(funded by the European Union’s Horizon 2020 research and innovation programme under the Marie Skłodowska-Curie grant agreement No 751250.)
What is ThReDS about?
One of the most fundamental human faculties is reference: the capacity to use signs to identify things in the world – from familiar concrete objects to complex abstract thoughts – and bring them to the mind of another. This extraordinary ability is at the core of many forms of human exchange, from asking for the salt at the dinner table to collaboratively building a solar probe. Still, the process is poorly understood: we do not know how humans build a shared representation of their environment and use it to refer successfully. The goal of this proposal is to propose a new linguistic model of the process by which people understand and produce references, and to test this model empirically through a computer simulation. This includes modelling the acquisition of the shared knowledge representations that speakers use to generate appropriate identifying descriptions in a variety of linguistic ways.
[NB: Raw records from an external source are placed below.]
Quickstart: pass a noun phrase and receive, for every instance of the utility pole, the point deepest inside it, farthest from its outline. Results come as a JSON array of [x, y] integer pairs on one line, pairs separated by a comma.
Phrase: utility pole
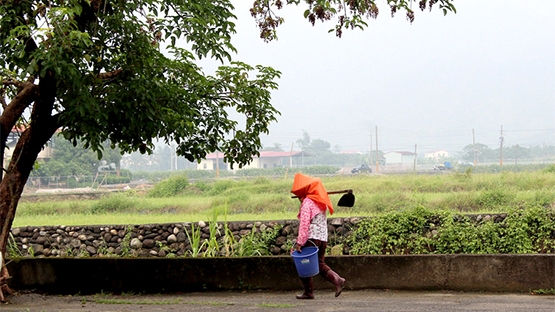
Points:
[[474, 147], [516, 155], [377, 155], [371, 161], [501, 147], [414, 165]]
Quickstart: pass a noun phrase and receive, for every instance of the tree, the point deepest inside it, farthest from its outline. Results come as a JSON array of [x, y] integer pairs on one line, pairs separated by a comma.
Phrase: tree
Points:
[[349, 14], [69, 160], [106, 70], [96, 71]]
Let’s imagine that I am telling someone about my weekend. I explain that I visited a place called ‘the Killerton Estate’ and was particularly struck by the magnificent gardens. I utter the sentence The oaks in the park were planted in the 15th Century! Later on, my interlocutor has forgotten the name of the estate and asks me the following: What was the name of the place with the old trees? This simple exchange involves several fundamental semantic phenomena: the hearer has processed my description of Killerton and built a representation of the place which integrates information about the trees in the park (demonstrating knowledge acquisition). When struggling to recall its name, she decides that the oaks are a particularly good identifier for the place (showing the ability to choose discriminative features for an entity). Finally, she does not refer to them in the way I did, using the words oak and 15th Century. Instead, she uses the description the old trees, having inferred that oaks are trees and that a tree planted six centuries ago is old (using inference over background knowledge). I suggest that a full model of reference should accommodate a joint formalisation for all three phenomena. To this date, no such model exists.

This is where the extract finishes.